Serial dramas aired on Pakistani television have gone a little too far in making grave attempts of suicide look very trivial. Instead, TV dramas depict such actions as an ultimate test and the purest expression of love.
Suicide is a public health issue recognized globally. The act of taking one’s own life is taken very seriously and opposed on every level worldwide. According to the World Health Organization (WHO), in Pakistan alone, 20 to 25 people of different age groups commit suicide every day, with the annual suicide rate crossing 13,000.
That being said, our national television shows seem to have taken an incredibly serious problem way too lightly by releasing shows in which characters seem so casual in wanting to finish their lives to either prove the passion of their love for someone, for seeking attention, or for using it as a strategy of pressurizing their family members to surrender to their requests.
Instead of calling attention to the disastrous consequences of suicide, or highlighting the impacts of avoiding someone’s mental health problems that might result in a person hurting themselves later and eventually taking their lives, these shows have misled suicidal threats in grievously outrageous ways.
One example of such a TV drama that has romanticized, glorified, and trivialized something as horrible as suicide is the recently aired serial “Mohabbat Tujhe Alvida.” The dialogues encircling the entire script were extremely offensive. Shahaan (played by Zahid Khan) decides to marry his boss Shafaq (played by Mansha Pasha) after she attempts to take her own life on Shahaan’s denial of marriage. Her grave act is portrayed as an act of pure passion, “Junoon,” eventually leading to their marriage. However, one suicide attempt wasn’t enough for the drama creators and thus they displayed another character as Shahaan’s wife, Ulfat (played by Sonya Hussain), who tries drowning herself in a water tub and consumes sleeping pills to win back her husband’s affection, which she eventually does.

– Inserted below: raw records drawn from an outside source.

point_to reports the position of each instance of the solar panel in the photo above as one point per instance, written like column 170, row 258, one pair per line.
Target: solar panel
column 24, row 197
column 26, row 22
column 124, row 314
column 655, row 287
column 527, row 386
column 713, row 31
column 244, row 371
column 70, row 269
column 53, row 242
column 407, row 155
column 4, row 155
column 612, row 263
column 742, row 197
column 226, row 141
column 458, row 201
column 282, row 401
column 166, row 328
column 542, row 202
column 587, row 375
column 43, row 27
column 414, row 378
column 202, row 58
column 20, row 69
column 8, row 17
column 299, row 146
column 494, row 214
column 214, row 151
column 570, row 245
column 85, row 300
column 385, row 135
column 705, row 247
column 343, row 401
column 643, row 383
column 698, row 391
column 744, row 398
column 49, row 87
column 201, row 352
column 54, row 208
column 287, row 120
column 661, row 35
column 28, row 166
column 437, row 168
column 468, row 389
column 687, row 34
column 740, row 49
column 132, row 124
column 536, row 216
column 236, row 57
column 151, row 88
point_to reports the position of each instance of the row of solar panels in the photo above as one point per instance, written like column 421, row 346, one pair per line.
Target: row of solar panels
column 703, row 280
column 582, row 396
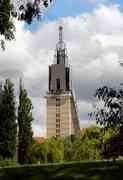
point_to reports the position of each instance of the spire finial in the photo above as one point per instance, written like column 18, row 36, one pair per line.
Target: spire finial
column 60, row 33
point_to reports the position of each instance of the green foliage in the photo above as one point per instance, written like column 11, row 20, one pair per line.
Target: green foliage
column 109, row 109
column 38, row 153
column 71, row 148
column 7, row 162
column 55, row 150
column 6, row 24
column 8, row 121
column 25, row 126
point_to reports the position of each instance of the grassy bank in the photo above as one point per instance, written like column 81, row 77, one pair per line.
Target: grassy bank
column 69, row 171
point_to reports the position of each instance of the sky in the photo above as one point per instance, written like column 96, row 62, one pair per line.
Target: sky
column 93, row 33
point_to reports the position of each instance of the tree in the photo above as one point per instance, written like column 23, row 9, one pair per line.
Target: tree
column 109, row 114
column 109, row 109
column 8, row 124
column 24, row 10
column 24, row 126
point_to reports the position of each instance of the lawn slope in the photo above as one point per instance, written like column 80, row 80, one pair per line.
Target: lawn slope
column 69, row 171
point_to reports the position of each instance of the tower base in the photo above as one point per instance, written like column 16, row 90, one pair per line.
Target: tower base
column 62, row 116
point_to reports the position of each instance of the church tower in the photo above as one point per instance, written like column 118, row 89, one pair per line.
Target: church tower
column 62, row 115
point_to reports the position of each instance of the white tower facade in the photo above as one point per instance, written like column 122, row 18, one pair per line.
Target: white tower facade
column 62, row 115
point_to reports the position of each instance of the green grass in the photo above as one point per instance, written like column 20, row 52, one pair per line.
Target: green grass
column 98, row 170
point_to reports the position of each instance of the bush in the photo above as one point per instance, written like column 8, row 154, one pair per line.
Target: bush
column 7, row 162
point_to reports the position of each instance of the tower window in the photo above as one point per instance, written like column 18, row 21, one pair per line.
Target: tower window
column 58, row 84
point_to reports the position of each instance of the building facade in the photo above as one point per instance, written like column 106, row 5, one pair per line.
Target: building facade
column 62, row 115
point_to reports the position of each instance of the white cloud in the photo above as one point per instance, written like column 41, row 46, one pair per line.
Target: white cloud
column 95, row 43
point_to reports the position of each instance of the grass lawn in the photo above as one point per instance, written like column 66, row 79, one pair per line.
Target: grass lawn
column 98, row 170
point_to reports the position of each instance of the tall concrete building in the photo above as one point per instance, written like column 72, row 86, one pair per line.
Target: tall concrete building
column 62, row 115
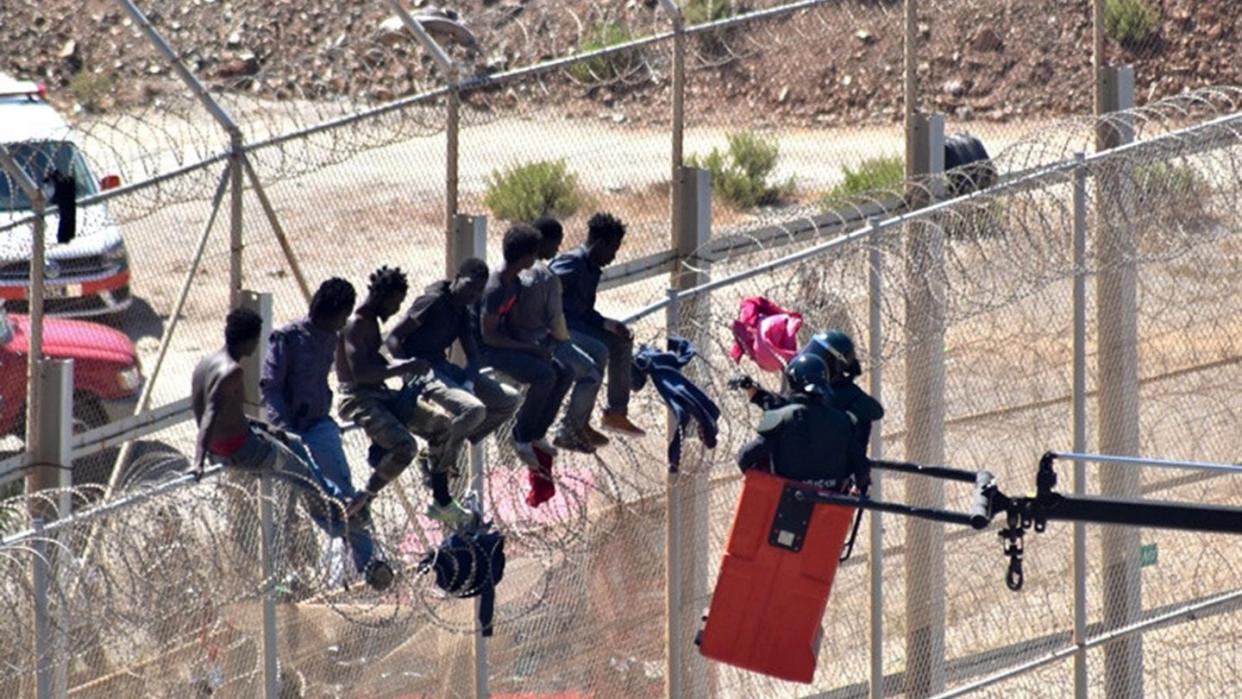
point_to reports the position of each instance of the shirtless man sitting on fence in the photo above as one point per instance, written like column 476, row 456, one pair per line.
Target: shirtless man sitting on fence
column 227, row 435
column 389, row 416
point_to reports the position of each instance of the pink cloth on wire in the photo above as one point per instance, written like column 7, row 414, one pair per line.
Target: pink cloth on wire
column 766, row 333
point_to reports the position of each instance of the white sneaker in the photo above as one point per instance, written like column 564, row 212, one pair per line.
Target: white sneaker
column 525, row 453
column 545, row 446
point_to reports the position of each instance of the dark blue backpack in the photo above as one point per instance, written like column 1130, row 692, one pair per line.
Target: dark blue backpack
column 468, row 565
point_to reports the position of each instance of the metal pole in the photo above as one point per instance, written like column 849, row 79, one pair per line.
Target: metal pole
column 1118, row 379
column 876, row 523
column 42, row 617
column 924, row 414
column 37, row 205
column 477, row 469
column 236, row 240
column 678, row 87
column 1079, row 422
column 277, row 230
column 174, row 318
column 452, row 150
column 1097, row 60
column 217, row 112
column 909, row 80
column 271, row 667
column 675, row 677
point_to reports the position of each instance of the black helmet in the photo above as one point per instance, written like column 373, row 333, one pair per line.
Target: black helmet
column 836, row 349
column 806, row 374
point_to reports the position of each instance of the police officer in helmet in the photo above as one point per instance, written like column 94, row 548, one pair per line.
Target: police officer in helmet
column 837, row 351
column 807, row 438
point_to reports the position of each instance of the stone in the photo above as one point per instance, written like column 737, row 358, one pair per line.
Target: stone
column 986, row 40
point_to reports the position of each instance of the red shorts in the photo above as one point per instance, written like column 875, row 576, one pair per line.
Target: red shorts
column 229, row 446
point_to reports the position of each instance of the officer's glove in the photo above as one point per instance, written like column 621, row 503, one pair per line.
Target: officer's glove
column 862, row 481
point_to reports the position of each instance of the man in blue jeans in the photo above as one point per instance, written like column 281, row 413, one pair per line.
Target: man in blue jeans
column 476, row 404
column 523, row 359
column 297, row 400
column 606, row 340
column 538, row 317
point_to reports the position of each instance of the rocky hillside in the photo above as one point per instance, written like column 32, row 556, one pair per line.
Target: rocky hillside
column 836, row 63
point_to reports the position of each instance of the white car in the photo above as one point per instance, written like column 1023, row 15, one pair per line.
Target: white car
column 90, row 275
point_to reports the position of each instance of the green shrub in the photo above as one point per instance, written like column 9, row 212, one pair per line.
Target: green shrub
column 605, row 68
column 1130, row 22
column 530, row 190
column 883, row 174
column 92, row 91
column 739, row 176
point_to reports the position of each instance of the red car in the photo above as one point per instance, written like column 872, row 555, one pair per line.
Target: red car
column 107, row 376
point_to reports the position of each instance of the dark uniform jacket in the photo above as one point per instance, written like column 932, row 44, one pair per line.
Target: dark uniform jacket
column 806, row 440
column 843, row 395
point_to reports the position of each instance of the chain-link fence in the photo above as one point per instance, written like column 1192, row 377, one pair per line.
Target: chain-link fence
column 354, row 149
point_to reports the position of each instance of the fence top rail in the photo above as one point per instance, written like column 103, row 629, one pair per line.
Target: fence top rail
column 1151, row 462
column 1033, row 176
column 109, row 508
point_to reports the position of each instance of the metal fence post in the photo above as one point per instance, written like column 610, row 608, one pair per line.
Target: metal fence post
column 1118, row 376
column 44, row 674
column 675, row 517
column 452, row 134
column 236, row 234
column 924, row 416
column 252, row 368
column 876, row 523
column 678, row 96
column 1079, row 422
column 470, row 240
column 267, row 543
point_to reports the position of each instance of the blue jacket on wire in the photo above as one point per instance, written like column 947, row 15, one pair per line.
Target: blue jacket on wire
column 679, row 394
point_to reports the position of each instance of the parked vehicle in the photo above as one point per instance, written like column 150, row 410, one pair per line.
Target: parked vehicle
column 87, row 276
column 107, row 376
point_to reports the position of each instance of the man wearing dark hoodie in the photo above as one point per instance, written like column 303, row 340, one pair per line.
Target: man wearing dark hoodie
column 440, row 317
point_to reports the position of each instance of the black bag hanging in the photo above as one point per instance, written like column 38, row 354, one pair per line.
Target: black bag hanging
column 468, row 565
column 65, row 198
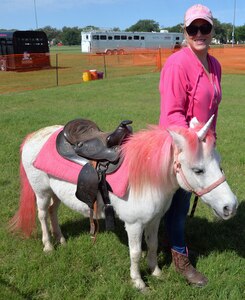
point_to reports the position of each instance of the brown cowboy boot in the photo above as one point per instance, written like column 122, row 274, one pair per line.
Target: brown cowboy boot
column 185, row 268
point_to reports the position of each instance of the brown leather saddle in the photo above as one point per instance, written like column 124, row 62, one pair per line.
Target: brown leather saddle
column 82, row 142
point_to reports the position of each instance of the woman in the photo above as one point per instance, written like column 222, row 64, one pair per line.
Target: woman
column 189, row 87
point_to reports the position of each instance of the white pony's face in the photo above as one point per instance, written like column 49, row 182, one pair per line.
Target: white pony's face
column 203, row 175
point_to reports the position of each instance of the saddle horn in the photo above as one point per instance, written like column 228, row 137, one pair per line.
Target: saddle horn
column 204, row 130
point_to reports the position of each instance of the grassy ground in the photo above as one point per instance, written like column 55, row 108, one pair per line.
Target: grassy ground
column 101, row 271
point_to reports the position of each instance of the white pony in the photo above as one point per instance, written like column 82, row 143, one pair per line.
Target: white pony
column 158, row 163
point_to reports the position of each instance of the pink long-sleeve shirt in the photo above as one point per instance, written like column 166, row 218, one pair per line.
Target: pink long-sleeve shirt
column 187, row 91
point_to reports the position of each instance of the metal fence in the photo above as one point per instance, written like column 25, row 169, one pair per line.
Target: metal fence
column 69, row 68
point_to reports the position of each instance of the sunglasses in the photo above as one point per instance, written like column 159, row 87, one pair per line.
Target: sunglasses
column 204, row 29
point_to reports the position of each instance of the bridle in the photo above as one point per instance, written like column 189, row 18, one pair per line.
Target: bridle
column 178, row 169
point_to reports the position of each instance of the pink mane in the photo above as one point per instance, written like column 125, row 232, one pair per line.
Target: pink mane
column 149, row 158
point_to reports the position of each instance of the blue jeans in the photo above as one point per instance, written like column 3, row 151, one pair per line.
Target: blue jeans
column 175, row 219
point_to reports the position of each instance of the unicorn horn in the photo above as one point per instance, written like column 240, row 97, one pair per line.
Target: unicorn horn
column 204, row 130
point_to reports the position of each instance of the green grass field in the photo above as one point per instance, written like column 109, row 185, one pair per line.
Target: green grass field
column 101, row 271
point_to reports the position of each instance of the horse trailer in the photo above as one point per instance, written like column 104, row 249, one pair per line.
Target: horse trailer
column 21, row 50
column 114, row 42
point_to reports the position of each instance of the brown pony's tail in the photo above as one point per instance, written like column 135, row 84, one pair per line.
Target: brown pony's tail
column 24, row 220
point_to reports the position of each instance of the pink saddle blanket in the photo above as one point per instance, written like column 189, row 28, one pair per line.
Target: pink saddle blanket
column 49, row 161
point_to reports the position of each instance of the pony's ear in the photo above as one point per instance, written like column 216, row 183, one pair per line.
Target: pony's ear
column 178, row 139
column 194, row 122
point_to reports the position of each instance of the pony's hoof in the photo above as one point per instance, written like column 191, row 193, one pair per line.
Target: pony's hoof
column 157, row 272
column 139, row 284
column 63, row 241
column 48, row 248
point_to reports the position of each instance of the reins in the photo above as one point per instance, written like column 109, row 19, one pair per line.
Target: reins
column 178, row 169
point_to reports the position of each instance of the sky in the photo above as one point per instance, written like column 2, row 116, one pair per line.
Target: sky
column 108, row 14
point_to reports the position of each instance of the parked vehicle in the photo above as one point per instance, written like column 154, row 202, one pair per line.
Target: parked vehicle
column 114, row 42
column 23, row 50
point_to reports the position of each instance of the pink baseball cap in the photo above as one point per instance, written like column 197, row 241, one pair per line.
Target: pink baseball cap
column 198, row 11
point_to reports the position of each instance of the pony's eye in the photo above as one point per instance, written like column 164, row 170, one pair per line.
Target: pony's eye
column 198, row 171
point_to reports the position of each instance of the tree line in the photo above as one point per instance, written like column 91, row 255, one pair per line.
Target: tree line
column 72, row 35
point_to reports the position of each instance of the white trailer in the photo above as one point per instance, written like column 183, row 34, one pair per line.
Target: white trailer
column 115, row 42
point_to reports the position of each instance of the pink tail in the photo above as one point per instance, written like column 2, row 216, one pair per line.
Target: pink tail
column 25, row 218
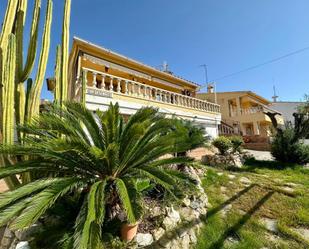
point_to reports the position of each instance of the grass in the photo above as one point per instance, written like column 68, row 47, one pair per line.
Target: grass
column 277, row 192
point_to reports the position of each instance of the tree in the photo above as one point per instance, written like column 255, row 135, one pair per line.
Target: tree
column 98, row 157
column 19, row 95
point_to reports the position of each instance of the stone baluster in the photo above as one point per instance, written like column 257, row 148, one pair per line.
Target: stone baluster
column 150, row 92
column 111, row 87
column 132, row 88
column 155, row 93
column 159, row 95
column 118, row 85
column 103, row 82
column 126, row 85
column 94, row 79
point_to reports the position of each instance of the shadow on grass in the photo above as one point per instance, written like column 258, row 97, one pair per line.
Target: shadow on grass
column 231, row 230
column 185, row 226
column 252, row 164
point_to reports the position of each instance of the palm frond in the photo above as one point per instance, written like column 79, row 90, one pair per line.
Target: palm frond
column 91, row 233
column 26, row 191
column 13, row 211
column 43, row 201
column 127, row 201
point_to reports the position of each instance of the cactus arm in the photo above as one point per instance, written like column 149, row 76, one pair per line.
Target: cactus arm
column 19, row 32
column 9, row 83
column 7, row 27
column 65, row 51
column 34, row 96
column 8, row 22
column 32, row 48
column 8, row 113
column 29, row 87
column 83, row 93
column 58, row 74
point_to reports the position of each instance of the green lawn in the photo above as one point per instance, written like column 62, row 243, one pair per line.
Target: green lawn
column 256, row 207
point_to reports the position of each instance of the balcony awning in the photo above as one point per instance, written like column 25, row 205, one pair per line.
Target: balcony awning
column 115, row 66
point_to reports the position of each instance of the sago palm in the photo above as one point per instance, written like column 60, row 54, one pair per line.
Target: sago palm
column 98, row 156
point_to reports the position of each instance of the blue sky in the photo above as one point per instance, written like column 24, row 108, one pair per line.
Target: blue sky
column 226, row 35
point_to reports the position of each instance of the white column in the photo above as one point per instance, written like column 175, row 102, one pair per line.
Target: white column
column 138, row 90
column 256, row 128
column 103, row 82
column 238, row 106
column 94, row 79
column 126, row 87
column 111, row 85
column 118, row 85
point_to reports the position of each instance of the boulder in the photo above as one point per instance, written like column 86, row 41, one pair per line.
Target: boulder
column 158, row 233
column 23, row 245
column 218, row 160
column 144, row 239
column 185, row 241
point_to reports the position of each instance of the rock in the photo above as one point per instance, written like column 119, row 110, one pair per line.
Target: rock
column 291, row 184
column 193, row 174
column 169, row 223
column 288, row 190
column 303, row 232
column 226, row 209
column 185, row 241
column 195, row 204
column 144, row 239
column 23, row 245
column 172, row 218
column 181, row 232
column 186, row 202
column 192, row 235
column 2, row 229
column 218, row 160
column 245, row 180
column 173, row 214
column 189, row 214
column 8, row 233
column 231, row 177
column 223, row 189
column 156, row 211
column 158, row 233
column 270, row 224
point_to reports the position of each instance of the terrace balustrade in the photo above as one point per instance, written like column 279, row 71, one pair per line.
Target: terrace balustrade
column 107, row 83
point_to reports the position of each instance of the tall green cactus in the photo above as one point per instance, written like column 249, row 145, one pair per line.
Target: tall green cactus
column 16, row 104
column 35, row 92
column 57, row 90
column 61, row 72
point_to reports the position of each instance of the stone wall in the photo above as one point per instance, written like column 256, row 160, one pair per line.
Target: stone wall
column 180, row 226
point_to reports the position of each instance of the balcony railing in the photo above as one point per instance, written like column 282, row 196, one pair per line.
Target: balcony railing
column 252, row 110
column 103, row 83
column 247, row 111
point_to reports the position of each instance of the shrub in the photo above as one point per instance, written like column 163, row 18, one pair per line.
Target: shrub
column 97, row 159
column 285, row 149
column 237, row 143
column 223, row 144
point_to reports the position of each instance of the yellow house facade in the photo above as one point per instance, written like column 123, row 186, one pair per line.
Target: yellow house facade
column 114, row 78
column 244, row 111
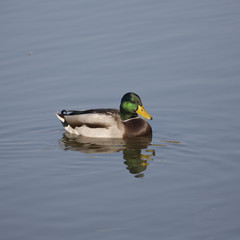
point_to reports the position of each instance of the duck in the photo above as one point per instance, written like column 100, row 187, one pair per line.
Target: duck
column 108, row 122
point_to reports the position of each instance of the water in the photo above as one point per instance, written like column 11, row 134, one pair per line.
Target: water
column 182, row 58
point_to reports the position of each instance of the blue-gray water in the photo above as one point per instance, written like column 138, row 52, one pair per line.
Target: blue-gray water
column 182, row 58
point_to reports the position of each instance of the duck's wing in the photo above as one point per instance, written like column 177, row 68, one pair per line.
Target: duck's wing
column 94, row 118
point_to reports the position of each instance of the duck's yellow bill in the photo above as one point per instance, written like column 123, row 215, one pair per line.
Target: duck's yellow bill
column 141, row 111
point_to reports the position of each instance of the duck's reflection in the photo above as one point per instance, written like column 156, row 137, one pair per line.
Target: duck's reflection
column 135, row 151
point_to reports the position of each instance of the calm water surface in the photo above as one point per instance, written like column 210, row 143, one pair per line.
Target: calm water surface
column 182, row 58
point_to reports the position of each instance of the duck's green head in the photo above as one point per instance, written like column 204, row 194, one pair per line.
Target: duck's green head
column 131, row 105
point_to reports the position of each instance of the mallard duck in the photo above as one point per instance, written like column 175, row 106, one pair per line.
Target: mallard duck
column 109, row 123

The currently trending family drama “Aulad,” also known to be based on a script filled with heart-wrenching true emotions is, unfortunately, another example of a misinterpreting show where young adults are shown using suicide as their only weapon to make their adults surrender to their demands no matter how serious the demands are. Though the drama began with a constructive reminder of how parents endure the pain if their children alienate and disrespect them, the story has certainly taken a more objectionable turn and is heading towards a completely aberrant path. When Bilal (played by Nabeel Zuberi) tries severely hurting himself because his parents shun him after he claims to transfer their entire wealth to his love interest, the parents succumb to his pressure strategy and Bilal wins the debate. So what exemplary message is the show conveying?
Is suicide the only solution to hardships and the way out of miseries? In the drama “Log Kiya Kahengay,” Haseeb (played by Aijaz Aslam) is the father of two kids and the sole breadwinner of the entire household in times when his life has taken a turn towards financial instability. The character takes his life leaving his two kids and wife behind as he couldn’t find an alternative way to handle his bankruptcy.
When will scripts that are seen by thousands of people including kids and teenagers stop taking the severity of suicide lightly and disguising it as a glorious act? Not only this is a deplorable and worrying subject, the false and groundless idolization of deliberately harming one’s self on unrestricted television shows is having an opposite influence on the minds of the audiences.
If smoking on popular screens comes bundled with a disclaimer running at the bottom or side of the screen, why can not suicide come with a trigger warning?
Popular shows that run on television and are seen by thousands of eyes around the world hold the unbeatable power to raise mental health awareness and portray a romantic and healthy association and alternatively demonstrate broken lovers who show their sorrow healing from unshared love differently. This would be a much more facilitative way of projecting strong-willed characters narrowing the damage from their loss in progressive and productive ways. Even scripts that revolve around families can be written in a better manner whilst eliminating tropes like pressure strategies disagreements encircling a marriage issue or a fight for caste or household honor.
Suicidal attempts should not be portrayed as the only way out from tough dilemmas of life, especially when the same script and drama actions can help many counter grievous life issues faced in reality.